How the prewar terrorism in Iraq worked with state support


S
trategy Page:

Casualties, and terrorist attacks, continue to run at half the rate of the last few months. It is believed there is a connection between this and the growing number of patrols and raids in Sunni Arab towns, places that have not seen such activities for the last two years. These battles are a deliberate effort to break the power of the gangs that provide the support that make the terror attacks possible. All of this is possible because of more information about the gangs, and the increase in such information is no accident.
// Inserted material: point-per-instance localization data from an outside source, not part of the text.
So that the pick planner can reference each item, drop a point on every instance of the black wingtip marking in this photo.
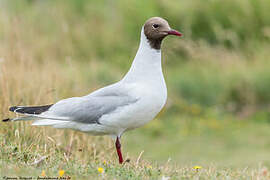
(30, 109)
(6, 120)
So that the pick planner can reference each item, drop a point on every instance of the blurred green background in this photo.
(218, 74)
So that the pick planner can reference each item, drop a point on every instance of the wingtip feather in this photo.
(13, 108)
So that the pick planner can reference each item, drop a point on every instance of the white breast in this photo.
(144, 81)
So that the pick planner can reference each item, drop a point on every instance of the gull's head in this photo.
(156, 29)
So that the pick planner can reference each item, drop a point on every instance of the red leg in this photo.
(118, 149)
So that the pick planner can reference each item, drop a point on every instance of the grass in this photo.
(217, 114)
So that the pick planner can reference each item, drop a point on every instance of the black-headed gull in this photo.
(114, 109)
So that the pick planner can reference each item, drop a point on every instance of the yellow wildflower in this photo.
(100, 170)
(197, 167)
(61, 173)
(43, 173)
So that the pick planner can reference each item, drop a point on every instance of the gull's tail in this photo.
(28, 112)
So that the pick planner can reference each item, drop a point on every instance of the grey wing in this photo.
(89, 109)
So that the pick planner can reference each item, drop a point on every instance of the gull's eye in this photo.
(155, 26)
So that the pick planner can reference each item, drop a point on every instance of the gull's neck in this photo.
(146, 64)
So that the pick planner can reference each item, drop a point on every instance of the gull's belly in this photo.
(149, 104)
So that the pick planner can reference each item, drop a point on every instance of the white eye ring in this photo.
(155, 26)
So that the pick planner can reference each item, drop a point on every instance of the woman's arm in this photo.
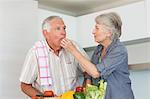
(89, 67)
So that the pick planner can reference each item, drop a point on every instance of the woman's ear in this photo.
(109, 34)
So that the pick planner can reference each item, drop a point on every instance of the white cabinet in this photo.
(134, 23)
(18, 32)
(147, 3)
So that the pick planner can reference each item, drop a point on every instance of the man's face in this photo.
(57, 32)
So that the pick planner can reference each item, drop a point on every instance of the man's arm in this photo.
(29, 90)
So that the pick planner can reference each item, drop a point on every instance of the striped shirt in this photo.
(65, 70)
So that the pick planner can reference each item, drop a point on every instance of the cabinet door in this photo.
(18, 31)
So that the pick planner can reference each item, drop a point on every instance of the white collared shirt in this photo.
(65, 70)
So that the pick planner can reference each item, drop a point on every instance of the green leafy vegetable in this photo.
(96, 92)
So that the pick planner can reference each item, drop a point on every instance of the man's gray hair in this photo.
(46, 25)
(111, 20)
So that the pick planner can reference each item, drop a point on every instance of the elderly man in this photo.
(48, 66)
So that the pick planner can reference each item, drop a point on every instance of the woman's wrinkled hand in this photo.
(67, 44)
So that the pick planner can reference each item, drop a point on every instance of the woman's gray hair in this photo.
(46, 25)
(111, 20)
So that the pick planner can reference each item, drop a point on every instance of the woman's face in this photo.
(100, 33)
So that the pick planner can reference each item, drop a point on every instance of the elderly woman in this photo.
(110, 58)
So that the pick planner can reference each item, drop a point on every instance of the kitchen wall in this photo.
(70, 23)
(20, 27)
(134, 23)
(138, 53)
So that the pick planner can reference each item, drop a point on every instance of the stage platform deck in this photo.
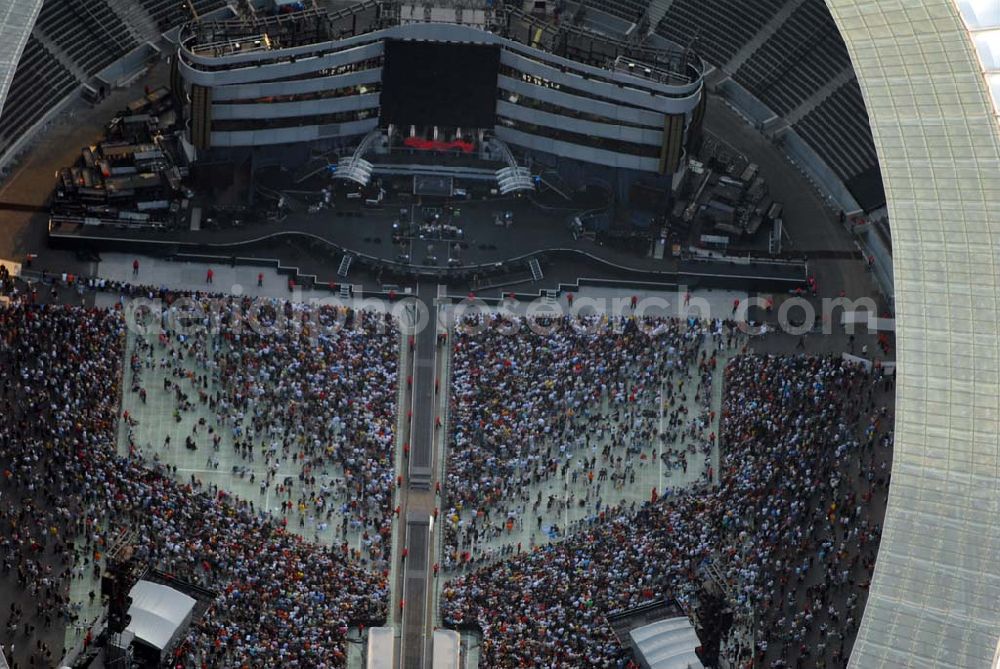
(484, 247)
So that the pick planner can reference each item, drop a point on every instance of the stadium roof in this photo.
(982, 19)
(935, 596)
(17, 17)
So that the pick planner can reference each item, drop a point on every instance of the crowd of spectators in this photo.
(281, 601)
(312, 392)
(573, 399)
(785, 533)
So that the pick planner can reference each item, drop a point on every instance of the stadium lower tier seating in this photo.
(722, 27)
(838, 130)
(39, 83)
(797, 60)
(87, 31)
(630, 10)
(170, 13)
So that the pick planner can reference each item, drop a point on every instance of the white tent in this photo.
(159, 614)
(667, 644)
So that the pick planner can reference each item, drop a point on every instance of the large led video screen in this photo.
(442, 84)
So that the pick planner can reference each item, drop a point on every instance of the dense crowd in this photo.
(307, 398)
(281, 601)
(785, 532)
(577, 400)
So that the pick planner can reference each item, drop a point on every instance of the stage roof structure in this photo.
(159, 613)
(667, 644)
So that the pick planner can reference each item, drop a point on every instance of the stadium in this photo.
(619, 333)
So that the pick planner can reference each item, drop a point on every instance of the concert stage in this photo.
(491, 243)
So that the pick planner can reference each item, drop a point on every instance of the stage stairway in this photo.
(513, 178)
(354, 167)
(345, 265)
(536, 269)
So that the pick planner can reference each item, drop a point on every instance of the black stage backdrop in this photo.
(442, 84)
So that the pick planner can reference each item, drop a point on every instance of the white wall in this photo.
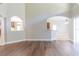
(37, 15)
(14, 9)
(3, 15)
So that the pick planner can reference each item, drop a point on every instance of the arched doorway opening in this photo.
(58, 25)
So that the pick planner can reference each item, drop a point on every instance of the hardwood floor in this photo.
(40, 48)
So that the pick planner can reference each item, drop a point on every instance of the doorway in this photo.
(59, 27)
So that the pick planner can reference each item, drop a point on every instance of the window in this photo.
(16, 23)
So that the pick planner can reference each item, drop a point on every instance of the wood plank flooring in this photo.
(40, 48)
American intelligence efforts, a war-in-the-shadows that has been fought with great intensity for over two years, has revealed a lot of detail about how Iraqi society really works. It is not a pretty picture. Saddam left behind a culture of armed gangs that use on terror and intimidation to control populations. This is the system that kept Saddam in power, and it is a clever perversion of traditional Iraqi society. Saddam took advantage of family, clan and tribal loyalties to increase the power of tribes or clans that would cooperate with him. For the groups that remained hostile (mainly Kurds and Shia Arab, but some Sunni Arabs as well), he allowed loyal "gangs" to terrorize and exploit these hostile groups. Many of these loyal gangs were, literally, criminal enterprises that controlled illegal activities in an area. The most valuable of these scams was the smuggling, especially oil smuggling, where the gangs with official permission, kicked back to Saddam part of their profits.

When Saddam's government fell in early 2003, and his army and civil service were dismissed shortly there after, Saddam's gangs were largely unaffected. The gangs actually thrived in the aftermath of the invasion, often being responsible for much of the organized looting. Some of the gangs, especially the ones doing dirty work for Saddam in the Shia south, were destroyed by their armed, and vengeful, victims. Saddam had provided overpowering military force to back up the gangs, and this backup disappeared when Saddam was run out of office. But in the Sunni Arab areas, the gangs became the heirs to Saddam, and carried on in his tradition of rule-by-terror and large scale theft.

The decision of the gangs to join forces with al Qaeda was a practical one. Both groups were hostile to the foreign troops who had deposed Saddam, and al Qaeda had an endless supply of suicide bombers, and cash. It was a marriage made in hell, and it is coming to a bad end....

Read it all. So should the Washington Post's Ellen Knickmeyer whose most recent story is about how car bombings and terrorist attacks were unknown before the war. But that only made the state supported terrorism worse because there was no hope for justice then as there is now. Knickmeyer has done some good reporting in Iraq, but this story falls into the trap that many journalist in Iraq have of assuming that prewar Iraq was like the kite flying scene in Michael Moore's awful movie. Where does Knickmeyer think the 300,000 plus in mass graves met their demise--flying kites?